Snap Hits One Billion Users Amid AR, AI Announcements
By Charlie Fink, Forbes Contributor, November 28, 2025
Forbes tech writer Charlie Fink covers a batch of industry updates: Snapchat surpassed 1 billion users; Meta introduced WorldGen for AI-generated XR content; Suno AI settled a copyright lawsuit; Apple expanded sports content on Vision Pro; among others. The combined news highlights how quickly AI and XR are evolving across platforms from social media to hardware.
How AI is Rewriting the Rules Of Work, Leadership, And Human Potential
By Bernard Marr, Forbes Contributor, November 28, 2025
In a Forbes interview with Fiverr CEO Micha Kaufman, the discussion centers on AI’s impact on skills and leadership. Marr and Kaufman explore how AI will change what tasks humans do versus machines. They argue leaders must adapt by focusing on strategy, empathy and creativity – areas where humans still excel. The article posits that properly leveraged, AI can transform work by augmenting human potential if accompanied by new training and mindset.
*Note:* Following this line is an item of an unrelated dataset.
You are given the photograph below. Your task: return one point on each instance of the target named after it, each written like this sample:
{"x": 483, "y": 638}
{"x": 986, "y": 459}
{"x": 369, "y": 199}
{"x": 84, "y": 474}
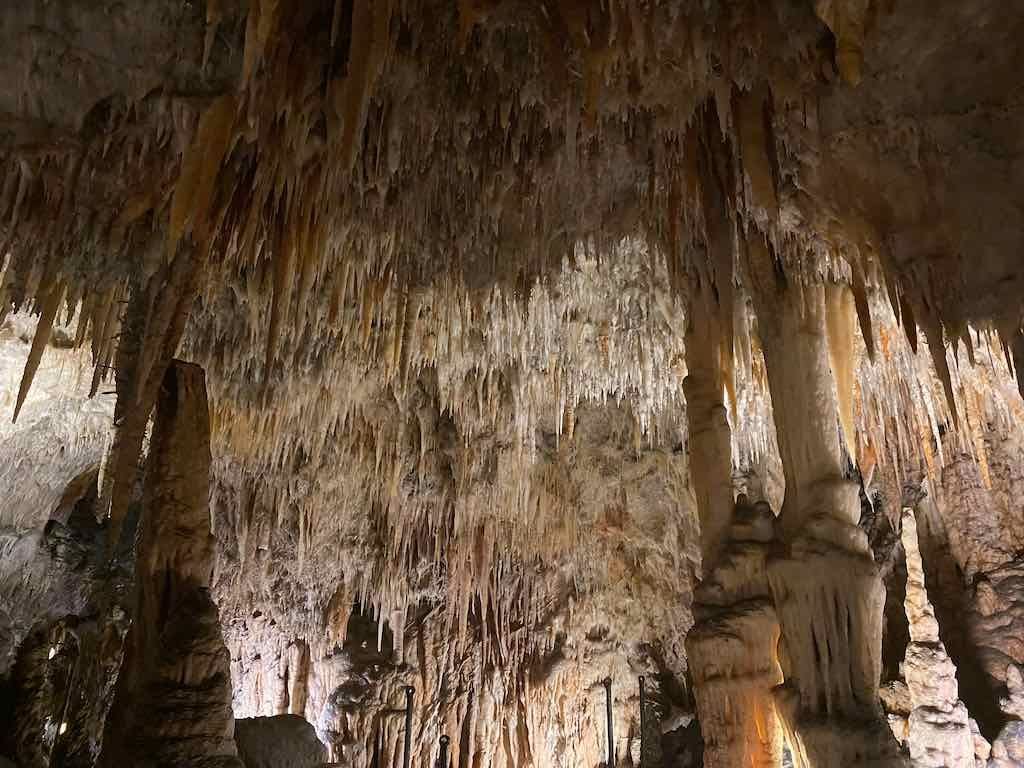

Meta to Fund AI Literacy for 1 Million in Africa
By Colin Allen, Forbes Staff, November 28, 2025
Forbes reports Meta’s F8 Extend program will train one million people in Africa on AI and digital skills. This initiative aims to boost local talent by teaching AI basics, coding, and responsible technologies. Meta says improving AI literacy globally is key to economic growth and ethical adoption. The program will run workshops and online courses across African countries through 2026.
Hoping that AGI will enable humans to talk directly to animals
By Lance Eliot, Forbes Contributor, November 27, 2025
Forbes contributor Lance Eliot explores the speculation that future superintelligent AI could become a universal translator between humans and animals. He explains how, in theory, an AI that understands animal cognition could decode and mediate communication. The piece concludes this is highly uncertain and likely far off, but it highlights the breadth of possibilities people imagine for artificial general intelligence.